Johnson County fights claim that commission broke open-meetings law as AG investigates

Johnson County Commissioner Charlotte O’Hara

A slim majority of Johnson County commissioners are rebutting a fellow member’s accusation that they violated open meetings law by discussing staff salary raises behind closed doors. But three of the seven commissioners maintained their concerns about the closed session.

Kansas Attorney General Kris Kobach’s office is investigating Commissioner Charlotte O’Hara’s complaint that the board violated the Kansas Open Meetings Act (KOMA) in June, alleging members met in closed session to discuss general market adjustments to employee pay. Under state law, a governing body may only discuss individual employees in closed session, but not general concerns affecting all employees.

On Thursday, commissioners voted 4-3 to approve a response to the AG’s office, stating that the board legally met in closed session, only to discuss compensation for three high-level employees: the county manager, chief legal counsel and county auditor. The four commissioners deny having a general discussion of the salary schedule for all staff.

Peg Trent, county chief legal counsel, told commissioners on Thursday that the legal department determined the session complied with the law, and “now that’s up to the AG.”

Chairman Mike Kelly said that the statement is “wholly accurate and appropriate,” and that the county has been “transparent since the start of this investigation.”

“We may have a different opinions on best practices. Clearly we do. And that’s OK. I hope that we would have the opportunity to discuss those internally and not spend the taxpayers’ time and resources ... ” Kelly said. “That’s the key point. This is about the legality, not about best practices.”

But the three who voted in the minority said they had a different memory of the closed session.

“There’s no way I can vote and approve your statement when our statements don’t agree with each other,” Commissioner Becky Fast told Trent, arguing that the board discussed “policy” in the closed session, and that “we were not reviewing the county manager” as it typically would in a contract discussion.

The AG’s office requested that commissioners and some county staff answer questions in writing about what was discussed and whether it should have been done in public.
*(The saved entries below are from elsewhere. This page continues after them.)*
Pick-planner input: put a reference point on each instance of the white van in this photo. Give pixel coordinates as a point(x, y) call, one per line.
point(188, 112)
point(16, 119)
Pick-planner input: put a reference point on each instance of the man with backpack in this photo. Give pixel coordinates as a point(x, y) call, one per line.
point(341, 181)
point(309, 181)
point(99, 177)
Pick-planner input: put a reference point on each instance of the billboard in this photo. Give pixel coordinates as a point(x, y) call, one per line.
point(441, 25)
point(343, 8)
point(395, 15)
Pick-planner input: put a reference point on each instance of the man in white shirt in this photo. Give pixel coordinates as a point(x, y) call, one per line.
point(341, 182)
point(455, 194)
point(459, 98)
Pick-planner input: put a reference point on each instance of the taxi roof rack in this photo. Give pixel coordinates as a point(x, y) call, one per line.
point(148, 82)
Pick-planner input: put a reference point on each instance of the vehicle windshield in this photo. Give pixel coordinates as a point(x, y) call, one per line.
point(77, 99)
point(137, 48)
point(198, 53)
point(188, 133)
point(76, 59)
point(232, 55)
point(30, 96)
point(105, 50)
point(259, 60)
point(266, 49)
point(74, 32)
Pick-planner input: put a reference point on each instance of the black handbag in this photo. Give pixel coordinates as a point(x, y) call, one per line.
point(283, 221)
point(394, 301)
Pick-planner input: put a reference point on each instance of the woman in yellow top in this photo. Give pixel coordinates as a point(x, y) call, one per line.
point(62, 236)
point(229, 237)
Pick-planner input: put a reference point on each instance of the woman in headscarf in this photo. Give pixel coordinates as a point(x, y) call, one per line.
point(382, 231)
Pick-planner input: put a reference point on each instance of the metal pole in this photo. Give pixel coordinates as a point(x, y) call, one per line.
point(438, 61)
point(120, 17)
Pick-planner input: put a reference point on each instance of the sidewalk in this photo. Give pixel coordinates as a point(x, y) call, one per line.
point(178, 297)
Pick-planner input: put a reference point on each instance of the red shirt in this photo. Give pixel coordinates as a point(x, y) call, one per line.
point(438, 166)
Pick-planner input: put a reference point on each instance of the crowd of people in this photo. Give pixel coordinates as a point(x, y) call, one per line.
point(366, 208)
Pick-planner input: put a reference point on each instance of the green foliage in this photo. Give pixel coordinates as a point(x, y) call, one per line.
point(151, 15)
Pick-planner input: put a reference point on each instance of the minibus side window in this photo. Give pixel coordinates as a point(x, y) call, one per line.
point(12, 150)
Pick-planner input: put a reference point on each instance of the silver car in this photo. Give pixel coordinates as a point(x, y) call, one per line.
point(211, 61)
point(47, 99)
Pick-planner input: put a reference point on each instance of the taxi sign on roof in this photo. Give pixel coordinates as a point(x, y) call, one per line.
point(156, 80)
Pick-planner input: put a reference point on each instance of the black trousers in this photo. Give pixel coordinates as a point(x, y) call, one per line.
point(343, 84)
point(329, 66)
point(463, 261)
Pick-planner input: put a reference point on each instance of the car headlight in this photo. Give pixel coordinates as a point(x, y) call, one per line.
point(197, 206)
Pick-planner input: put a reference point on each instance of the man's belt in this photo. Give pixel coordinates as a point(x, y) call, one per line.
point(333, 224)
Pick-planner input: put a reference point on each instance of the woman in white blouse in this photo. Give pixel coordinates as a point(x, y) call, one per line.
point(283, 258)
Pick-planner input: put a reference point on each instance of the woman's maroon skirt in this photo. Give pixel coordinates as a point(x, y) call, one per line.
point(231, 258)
The county will now submit its response, along with statements provided by all commissioners, for the AG to review.

Along with O’Hara, a conservative who unsuccessfully ran for chair of the board last year, commissioners Fast and Michael Ashcraft voted against the statement for the AG. It’s the same group that voted against going into closed session on June 29.

The majority voted to approve the session in June to discuss non-elected personnel, a general topic permitted under the open meetings act. They held the session before discussing and voting in public on a market-rate, 6% pay bump for county employees.

In public view, the commission also amended the agenda to add a vote on County Manager Penny Postoak Ferguson’s contract. They voted to give her a raise in line with the market-rate adjustment for everyone else, bringing her salary to $323,670.

Fast voted against the closed session, arguing that it is not “best practice” before considering an agenda item.

Kelly responded at the time, “I appreciate that. It’s perfectly acceptable under our rules and the Kansas Open Meetings Act, but appreciate your opinion.”

“It’s not opinion, it’s best practices,” Fast replied.

O’Hara at the time said, “I’m concerned that we are discussing things that should be discussed in open session.”

The AG’s office dismissed many of O’Hara’s concerns in her open meetings act complaint, but is investigating the issue of whether the general salary schedule was discussed in private.

In the response to the AG’s office, Trent said the commission appropriately met in closed session to discuss the pay of three specific employees, including herself. Any discussion of the general countywide pay plan, she said, was in the context of those employees’ salaries.

Trent said she prepared the slideshow that was presented during the June closed session, but was not present for the discussion. She said she regularly creates the presentations so that commissioners stay on topic and within the bounds of the law. Her department evaluated hundreds of pages of materials, as well as statements from those present in the meeting, to render a legal opinion.

“While individual commissioners may have preferred to discuss individual Board employees’ compensation in an open meeting, a majority of the Board voted to conduct the protected discussions in an executive session,” Trent wrote.

The slideshow presented during the session, which also is being provided to the AG, states, “The County Auditor, Chief Counsel and County Manager are overseen by the (board of commissioners). During this session we will discuss how the market study and proposed new salary table will impact those positions.”

Commissioner Jeff Meyers said, “I’ve never walked out of executive session feeling like we’ve ever violated KOMA. I still stand by that.”

And Commissioner Shirley Allenbrand commented on how the county is racking up legal fees and staff time by addressing a KOMA complaint filed by a fellow commissioner.

But Ashcraft told Trent, “That’s not how I remember it.”

“Most of the conversation, which is what struck me as odd, was in the retelling or reformatting of the pay adjustment system.”

Fast said in her written statement, “Johnson County residents have high standards and expect government to be beyond reproach through going above and beyond the statutory requirements for transparency. Johnson County residents want and expect best practices from their county government not just barely meeting the intent and spirit of the law.”

Trent said that despite commissioners having “different viewpoints” of what happened in closed session, “it did not appear to me to be a KOMA violation. But ultimately that decision is on the attorney general’s office.”